THE GUY’S GUIDE TO SURVIVING TODDLERS, TANTRUMS, and SEPARATION ANXIETY (yours, not your kids!) by Michael Crider (2007)
This version of the Guy’s Guide is the third entry in a series of books by stay-at-home-dad Crider (including guides to the first year of your kid’s life and a guide to the first year of marriage). The Guy’s Guide covers 15 topics about fathering a toddler, with each chapter beginning with a short excerpt from a reader letter or email and with each chapter ending with a jokey fake quiz to recap “What Have We Learned Here?” This version of the Guy’s Guide runs 173 pages, but if you cut out blank pages and acknowledgements, you’re down to 160 pages. If you cut out the reader emails, you’re probably down to 140 pages or so. And these are pages in a book that runs four inches by six inches.

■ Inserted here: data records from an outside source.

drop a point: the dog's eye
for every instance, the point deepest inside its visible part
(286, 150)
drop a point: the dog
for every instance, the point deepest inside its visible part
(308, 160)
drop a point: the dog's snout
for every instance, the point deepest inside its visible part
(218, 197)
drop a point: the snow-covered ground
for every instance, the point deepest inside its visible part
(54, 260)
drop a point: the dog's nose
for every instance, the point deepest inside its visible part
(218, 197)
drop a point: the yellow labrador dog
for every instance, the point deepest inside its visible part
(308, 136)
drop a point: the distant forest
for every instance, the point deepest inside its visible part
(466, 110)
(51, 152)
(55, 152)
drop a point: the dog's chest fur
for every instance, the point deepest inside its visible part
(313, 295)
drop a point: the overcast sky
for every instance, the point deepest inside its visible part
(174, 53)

If this is your bathroom book, it probably isn’t going to last the week*** and might be making you wonder what you spent your $12.95 for (and Canadians will be really mad; at $15.50 CAN, with a $1.02 exchange rate, that’s over $15). So for dollars spent per minute of reading enjoyment, you’re getting about as good of a deal as Eliot Spitzer did.***
A book this size isn't necessarily a problem if it were chock full of keen observations. Yet Crider all too often appears to be working on earning his master of the obvious degree.*** Crider has chapters on the phrase “Because I said so,” the fact that kids say “Why?” a lot, how kids’ birthday parties are out of control, how Crider’s parents are nicer to his kid than they were to him and how your kid will sleep in your bed and that this may harm your relationship with your wife. Anyone who watches a week full of WB sitcoms (is it CW now? Have you watched that network recently? Me neither!!!***) would have been able to write most of these chapters, and that’s one-third of the book. Many other chapters, including ones on potty-training and preschool interviews, aren’t much better. Part of the problem here is likely that Crider has only one kid and he isn’t a teacher or anything like that. So it’s kind of like reading a sex guide from a McLovin-type that’s only burrowed beaver once.***
A couple chapters are bizarre. I’m learning that 95% of stay-at-home dads feel that the discrimination levied upon them apparently makes their plight similar to blacks in South Africa under Apartheid, and they are not shy about voicing the awful state in which they find themselves in America in the Oughts. And so Crider launches an extended rant on the movie Mr. Mom and it’s unfair portrayal of stay-at-home dads. Note to Crider: Even if we cared about your whining about the situation, dude, that movie came out in 1983! Are we next going to hear about your thoughts on that fierce Lakers/Celtics rivalry? Whether John Hinckley should be declared insane or given the death penalty?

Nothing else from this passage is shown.